Sean P
Sean P

Reputation: 949

How to Redirect with MVC when calling $post in angular

So upfront, I am new to angular so I am a little lost with how I want to accomplish a redirect after I post data back to a server:

I have the following in a update:

     $http.post("@Url.Action("SaveBranding", "AirlineConfig")", brandModel.model);

Then on the server I have this in my controller:

[HttpPost]
    public ActionResult SaveBranding(BrandingViewModel viewModel)
    {
        if (IsModelStateValid())
        {
            var airline = GetAirlineFromAirlinePlatformId(viewModel.AirlinePlatformId);

            switch (viewModel.PostAction)
            {
                case "Save":
                    BrandingViewModel.SaveEntity(viewModel, _db);
                    var airlineBranding = BrandingViewModel.FromEntity(_db.AirlinePlatforms.Single(x => x.AirlinePlatformId == viewModel.AirlinePlatformId).BrandingViews, viewModel.AirlinePlatformId);

                    return View("Branding", airlineBranding);
                case "Save & Close":
                    BrandingViewModel.SaveEntity(viewModel, _db);                     

                    return RedirectToAction("Edit", "AirlineConfig", new { id = airline.AirlineId });
                case "Cancel":
                    return RedirectToAction("Edit", "AirlineConfig", new { id = airline.AirlineId });
                default:
                    return HttpNotFound();
            }
        }
        return View("Branding"); //Replace this later
    }

My routing isnt working and I am lost how to do this so I can navigate to the correct location.

Upvotes: 2

Views: 4267

Answers (2)

Callum Linington
Callum Linington

Reputation: 14417

The angular way to redirect is using $location service.

angular.module('someModule', [])
    .controller('SomeController', ['$scope', '$http', '$location', someController])

function someController($http, $location) {
    $scope.brandModel = {};

    $scope.submit = function () {
        $http.post("@Url.Action("SaveBranding", "AirlineConfig")", brandModel.model).then(function (data) {
            $location.path('/url/to/path');
        });
    }
}

I put this answer here for completeness. I think also $location is more geared up for handling either hash urls or html5mode urls. If you use raw JavaScript, then you either use window.location.hash = "someUrl" or window.location.href = "someUrl". That could be a little caveat for not doing it the "angular" way.

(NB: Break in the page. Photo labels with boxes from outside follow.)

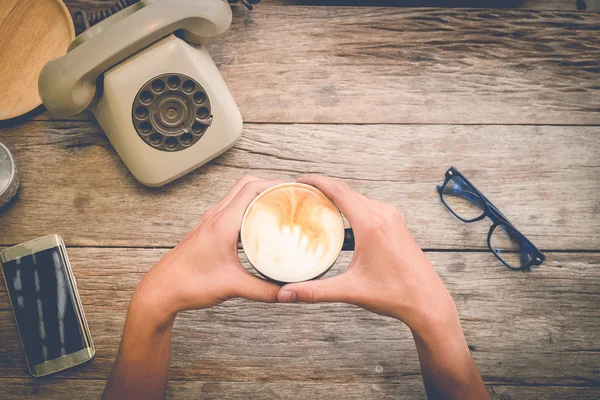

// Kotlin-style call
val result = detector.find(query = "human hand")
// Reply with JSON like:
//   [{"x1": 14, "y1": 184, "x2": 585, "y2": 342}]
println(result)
[
  {"x1": 134, "y1": 176, "x2": 281, "y2": 320},
  {"x1": 278, "y1": 176, "x2": 457, "y2": 329}
]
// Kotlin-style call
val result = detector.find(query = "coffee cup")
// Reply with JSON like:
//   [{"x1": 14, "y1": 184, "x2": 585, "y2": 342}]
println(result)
[{"x1": 240, "y1": 183, "x2": 354, "y2": 283}]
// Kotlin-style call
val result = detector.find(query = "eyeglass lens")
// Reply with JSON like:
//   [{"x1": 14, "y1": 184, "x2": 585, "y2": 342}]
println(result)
[
  {"x1": 490, "y1": 224, "x2": 534, "y2": 268},
  {"x1": 442, "y1": 176, "x2": 485, "y2": 221}
]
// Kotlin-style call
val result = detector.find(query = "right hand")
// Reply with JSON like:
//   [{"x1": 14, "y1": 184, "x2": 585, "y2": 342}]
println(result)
[{"x1": 277, "y1": 175, "x2": 458, "y2": 330}]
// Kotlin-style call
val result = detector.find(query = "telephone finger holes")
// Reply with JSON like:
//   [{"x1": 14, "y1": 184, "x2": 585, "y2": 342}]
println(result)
[
  {"x1": 150, "y1": 133, "x2": 162, "y2": 146},
  {"x1": 140, "y1": 121, "x2": 152, "y2": 134},
  {"x1": 135, "y1": 106, "x2": 148, "y2": 119},
  {"x1": 152, "y1": 79, "x2": 165, "y2": 93},
  {"x1": 167, "y1": 75, "x2": 181, "y2": 89},
  {"x1": 183, "y1": 80, "x2": 196, "y2": 93},
  {"x1": 194, "y1": 92, "x2": 206, "y2": 104},
  {"x1": 196, "y1": 107, "x2": 210, "y2": 119},
  {"x1": 165, "y1": 136, "x2": 178, "y2": 150},
  {"x1": 134, "y1": 73, "x2": 213, "y2": 152},
  {"x1": 192, "y1": 122, "x2": 206, "y2": 135},
  {"x1": 179, "y1": 133, "x2": 194, "y2": 146},
  {"x1": 140, "y1": 90, "x2": 154, "y2": 104}
]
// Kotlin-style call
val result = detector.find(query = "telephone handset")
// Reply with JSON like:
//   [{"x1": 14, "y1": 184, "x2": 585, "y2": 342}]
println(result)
[{"x1": 39, "y1": 0, "x2": 242, "y2": 186}]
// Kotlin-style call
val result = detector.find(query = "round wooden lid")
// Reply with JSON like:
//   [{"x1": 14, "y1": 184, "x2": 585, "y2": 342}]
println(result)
[{"x1": 0, "y1": 0, "x2": 75, "y2": 120}]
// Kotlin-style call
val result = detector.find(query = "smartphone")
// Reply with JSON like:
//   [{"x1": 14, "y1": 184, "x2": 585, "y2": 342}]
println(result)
[{"x1": 0, "y1": 235, "x2": 95, "y2": 377}]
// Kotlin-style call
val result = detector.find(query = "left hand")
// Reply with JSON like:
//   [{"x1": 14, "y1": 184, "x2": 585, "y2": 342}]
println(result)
[{"x1": 134, "y1": 176, "x2": 281, "y2": 320}]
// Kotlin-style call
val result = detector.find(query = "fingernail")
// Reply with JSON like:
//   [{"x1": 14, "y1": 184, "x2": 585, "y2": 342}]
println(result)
[{"x1": 279, "y1": 290, "x2": 298, "y2": 303}]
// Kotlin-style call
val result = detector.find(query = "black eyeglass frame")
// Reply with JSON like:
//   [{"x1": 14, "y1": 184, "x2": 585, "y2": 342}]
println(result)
[{"x1": 437, "y1": 167, "x2": 546, "y2": 271}]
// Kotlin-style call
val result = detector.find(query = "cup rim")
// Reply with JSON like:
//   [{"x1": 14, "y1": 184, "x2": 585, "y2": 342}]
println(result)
[
  {"x1": 0, "y1": 143, "x2": 16, "y2": 195},
  {"x1": 240, "y1": 182, "x2": 344, "y2": 284}
]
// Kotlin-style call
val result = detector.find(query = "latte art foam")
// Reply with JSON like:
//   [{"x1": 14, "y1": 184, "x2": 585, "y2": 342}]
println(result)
[{"x1": 241, "y1": 183, "x2": 344, "y2": 282}]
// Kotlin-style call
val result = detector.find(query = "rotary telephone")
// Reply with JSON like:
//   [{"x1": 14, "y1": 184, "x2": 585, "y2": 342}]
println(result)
[{"x1": 39, "y1": 0, "x2": 242, "y2": 186}]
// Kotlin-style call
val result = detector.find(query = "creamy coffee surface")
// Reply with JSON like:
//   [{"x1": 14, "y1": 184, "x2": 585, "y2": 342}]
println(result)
[{"x1": 241, "y1": 183, "x2": 344, "y2": 282}]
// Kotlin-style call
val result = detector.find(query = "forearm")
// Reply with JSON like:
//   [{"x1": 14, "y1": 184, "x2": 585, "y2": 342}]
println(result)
[
  {"x1": 411, "y1": 302, "x2": 489, "y2": 400},
  {"x1": 102, "y1": 278, "x2": 175, "y2": 399}
]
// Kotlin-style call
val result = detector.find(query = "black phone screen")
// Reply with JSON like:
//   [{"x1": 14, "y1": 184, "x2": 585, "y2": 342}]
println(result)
[{"x1": 2, "y1": 247, "x2": 88, "y2": 365}]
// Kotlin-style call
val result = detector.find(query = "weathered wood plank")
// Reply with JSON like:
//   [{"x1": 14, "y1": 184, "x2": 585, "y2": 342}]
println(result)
[
  {"x1": 0, "y1": 248, "x2": 600, "y2": 386},
  {"x1": 519, "y1": 0, "x2": 600, "y2": 11},
  {"x1": 27, "y1": 3, "x2": 600, "y2": 124},
  {"x1": 0, "y1": 121, "x2": 600, "y2": 250},
  {"x1": 0, "y1": 377, "x2": 600, "y2": 400},
  {"x1": 65, "y1": 0, "x2": 600, "y2": 14}
]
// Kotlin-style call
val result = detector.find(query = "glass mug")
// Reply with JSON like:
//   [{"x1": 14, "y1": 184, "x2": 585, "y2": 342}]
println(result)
[{"x1": 240, "y1": 182, "x2": 354, "y2": 283}]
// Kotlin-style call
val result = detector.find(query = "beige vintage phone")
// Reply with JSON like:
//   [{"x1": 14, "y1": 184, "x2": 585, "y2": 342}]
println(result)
[{"x1": 39, "y1": 0, "x2": 242, "y2": 186}]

I noticed also that you include that @Url.Action("", ""), when I did my Angular app with MVC in the index page I did this:

angular.module('someModule', [])
    .factory('urlService', urlService)

function urlService() {
    var service = {
        getSaveBrandingUrl: getSaveBrandingUrl
    };

    return service;

    function getSaveBrandingUrl() {
        return '@Url.Action("", "")';
    }
}

That way I can have all my other scripts separate, and they only rely on a function name so if you change the URL you don't have to go around the app changing all the links. When you inject this into the controller you would do something like:

angular.module('someModule', [])
    .controller('SomeController', ['$scope', '$http', '$location', 'urlService', someController])

function someController($scope, $http, $location, urlService) {
    $scope.brandModel = {};

    $scope.submit = function () {
        $http.post(urlService.getSaveBrandingUrl(), brandModel.model).then(function (data) {
            $location.path('/url/to/path');
        });
    }
}

Obviously then you can tie all that up into it's own service to reduce the injection into the controller:

angular.module('someModule', [])
    .factory('someControllerService', ['$http', 'urlService', someControllerService]) 
    .controller('SomeController', ['$scope', '$location', 'someControllerService', someController])

function someController($scope, $location, someControllerService) {
    $scope.brandModel = {};

    $scope.submit = function () {
        someControllerService.saveBranding($scope.brandModel.model).then(function (data) {
            $location.path('some/url');
        });
    }
}

function someControllerService($http, urlService) {
    var service = {
        saveBranding: saveBranding
    };

    return service;

    function saveBranding(branding) {
        return $http.post(urlService.getSaveBrandingUrl(), brandModel.model).then(function (data) {
            return data.data;
        });
    }
}

Upvotes: 1

Phil Degenhardt
Phil Degenhardt

Reputation: 7274

Use window.location to manually redirect in the browser rather than use a server redirect.